In all cases, the UV spectrum is approximated well by a simple power law f_λ = λ^β: the accurate determination of the exponent β is the central goal of the present paper. For reference, a dust-free stellar population with solar metallicity and constant star formation rate has β ≃ −2.2. Clearly, it is impossible to constrain all the physical quantities mentioned above from a single parameter. Nevertheless, a robust measure of β is the first mandatory step in constraining these free parameters and deriving the global properties of LBGs.

Despite the large samples collected in past years, only a few estimates of the statistical distribution of β are available today, and no firm conclusion has been reached on its evolution with luminosity and redshift. Previous determinations have been provided by Bouwens et al. (2009), which found a strong decrease in the average UV slope both with rest-frame magnitude and redshift from z ~ 2 to z ~ 6, and by Bouwens et al. (2010b) presenting evidence of very blue UV slopes in their z ~ 7 sample. At z ~ 6–8 Finkelstein et al. (2010) find blue UV slopes consistent with dust-free normal stellar populations. On the other hand, Dunlop et al. (2012) found that UV slopes are consistent with β ≃ − 2 at z ~ 5–7, and argue that very steep values found at high redshift are due to the effects of photometric scatter and uncertainties. Wilkins et al. (2011) reach a similar conclusion from their z ~ 7 sample, but at z ~ 5 find average slopes redder than both Dunlop et al. (2012) and Bouwens et al. (2009). At z ~ 4 Ouchi et al. (2004) find an average E(B − V) ≃ 0.15 and no significant dependence on UV magnitude for L > L_∗ LBGs, while Lee et al. (2011) found a decreasing extinction, from E(B − V) ≃ 0.22 at L ≈ 4−5L_∗ to E(B − V) ≃ 0.07 at L ≈ L_∗.

Discrepancies among different works are probably due to the known limits of LBG selection techniques (e.g. Stanway et al. 2008) and to uncertainties in the measurement of the UV slope, often based on a single colour. These limitations can be overcome by assembling deep near IR observations of large LBG samples, which are required to strengthen colour selections and to fully sample the UV continuum up to ≃ 3000 Å providing a proper estimate of β. For this reason, early results based on optically selected samples are intrinsically prone to stronger systematic effects. Even more important, however, they suffer from a conceptual limitation. For a given dereddened luminosity (or equivalently a given SFR), even a modest dust absorption produce a significant dimming of the galaxy, which may escape detection in optically selected surveys.
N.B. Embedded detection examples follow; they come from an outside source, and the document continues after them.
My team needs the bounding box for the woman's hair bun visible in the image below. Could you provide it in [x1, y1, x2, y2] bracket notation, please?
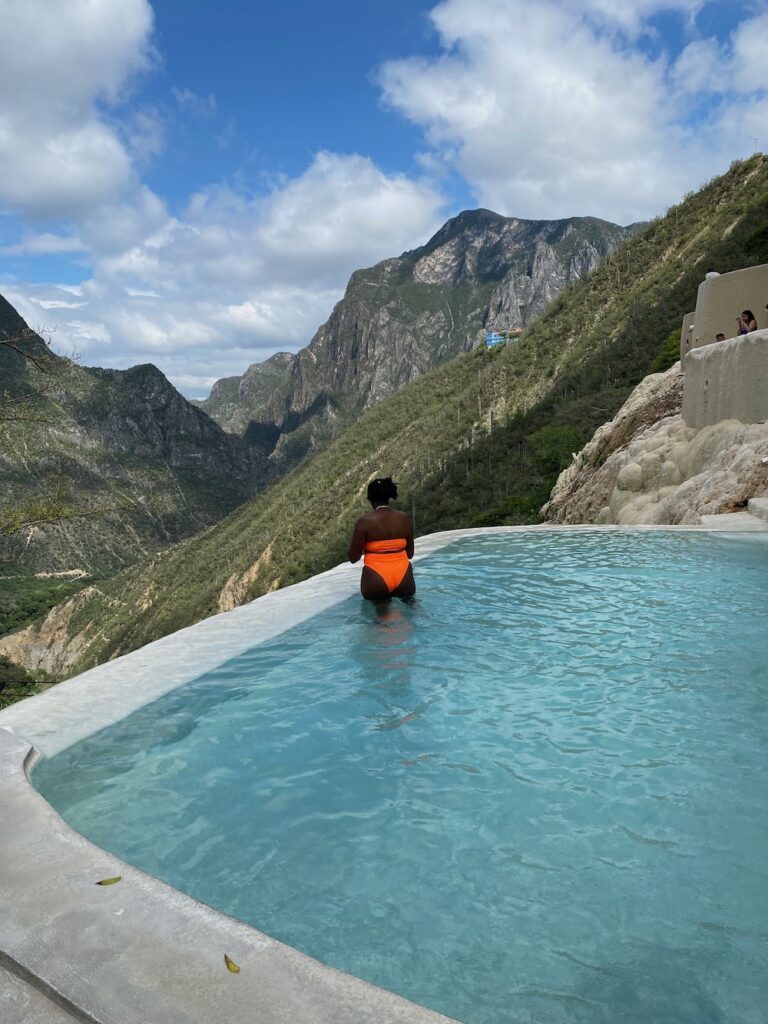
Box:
[368, 476, 397, 504]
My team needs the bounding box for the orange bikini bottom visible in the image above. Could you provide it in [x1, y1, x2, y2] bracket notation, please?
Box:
[365, 537, 411, 594]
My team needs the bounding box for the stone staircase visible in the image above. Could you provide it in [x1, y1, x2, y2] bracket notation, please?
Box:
[746, 498, 768, 523]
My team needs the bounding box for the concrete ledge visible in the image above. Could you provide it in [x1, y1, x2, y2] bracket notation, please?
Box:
[746, 498, 768, 525]
[0, 728, 456, 1024]
[699, 512, 768, 534]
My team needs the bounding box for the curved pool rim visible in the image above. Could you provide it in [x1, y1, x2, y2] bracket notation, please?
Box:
[0, 516, 768, 1024]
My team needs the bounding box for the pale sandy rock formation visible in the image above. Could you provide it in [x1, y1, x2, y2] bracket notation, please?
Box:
[542, 364, 768, 525]
[0, 587, 101, 678]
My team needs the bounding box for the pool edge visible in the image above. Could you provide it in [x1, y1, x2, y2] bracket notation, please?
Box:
[0, 524, 765, 1024]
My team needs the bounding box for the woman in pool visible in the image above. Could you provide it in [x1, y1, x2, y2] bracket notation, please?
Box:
[347, 476, 416, 601]
[736, 309, 758, 334]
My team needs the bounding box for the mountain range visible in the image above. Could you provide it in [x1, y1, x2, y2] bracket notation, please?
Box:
[0, 210, 635, 575]
[7, 155, 768, 675]
[198, 210, 642, 471]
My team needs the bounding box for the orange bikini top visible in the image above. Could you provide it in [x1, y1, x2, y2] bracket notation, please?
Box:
[362, 537, 408, 555]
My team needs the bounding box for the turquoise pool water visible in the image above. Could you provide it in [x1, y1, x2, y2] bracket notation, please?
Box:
[33, 532, 768, 1024]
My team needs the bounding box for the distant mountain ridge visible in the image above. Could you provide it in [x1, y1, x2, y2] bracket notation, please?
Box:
[197, 209, 640, 469]
[12, 155, 768, 675]
[0, 296, 270, 573]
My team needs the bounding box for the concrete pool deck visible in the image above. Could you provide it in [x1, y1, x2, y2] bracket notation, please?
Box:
[0, 513, 768, 1024]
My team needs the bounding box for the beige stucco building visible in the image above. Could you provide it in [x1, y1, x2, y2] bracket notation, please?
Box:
[680, 263, 768, 368]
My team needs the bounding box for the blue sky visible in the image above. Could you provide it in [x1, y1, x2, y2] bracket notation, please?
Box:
[0, 0, 768, 396]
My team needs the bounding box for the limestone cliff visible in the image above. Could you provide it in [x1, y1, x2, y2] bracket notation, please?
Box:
[542, 362, 768, 526]
[200, 210, 640, 469]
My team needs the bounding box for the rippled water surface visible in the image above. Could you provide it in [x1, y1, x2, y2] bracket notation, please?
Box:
[34, 532, 768, 1024]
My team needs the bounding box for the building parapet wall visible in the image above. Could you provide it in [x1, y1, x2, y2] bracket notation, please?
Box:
[692, 263, 768, 357]
[682, 327, 768, 428]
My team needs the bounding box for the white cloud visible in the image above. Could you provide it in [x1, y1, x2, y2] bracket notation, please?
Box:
[171, 86, 216, 119]
[380, 0, 768, 223]
[0, 231, 85, 256]
[0, 0, 153, 217]
[0, 153, 444, 393]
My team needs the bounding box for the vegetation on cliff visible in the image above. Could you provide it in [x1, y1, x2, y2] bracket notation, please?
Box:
[6, 156, 768, 674]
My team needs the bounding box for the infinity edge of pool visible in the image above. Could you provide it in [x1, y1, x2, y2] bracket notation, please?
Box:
[0, 528, 768, 1024]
In this paper we take advantage of the new IR observations carried out with WFC3 on board HST. We show that these deep observations in the Y, J and H bands provide significant advantages over previous ones in three different aspects:

• They make a much cleaner selection of LBGs possible, compared to the traditional criteria that only use optical bands. This allows us to reject lower redshift interlopers with much higher reliability.

• They yield a robust determination of the UV slope, providing both a large leverage in wavelength and a sizeable number of independent determinations of the flux (of each object) at different wavelengths.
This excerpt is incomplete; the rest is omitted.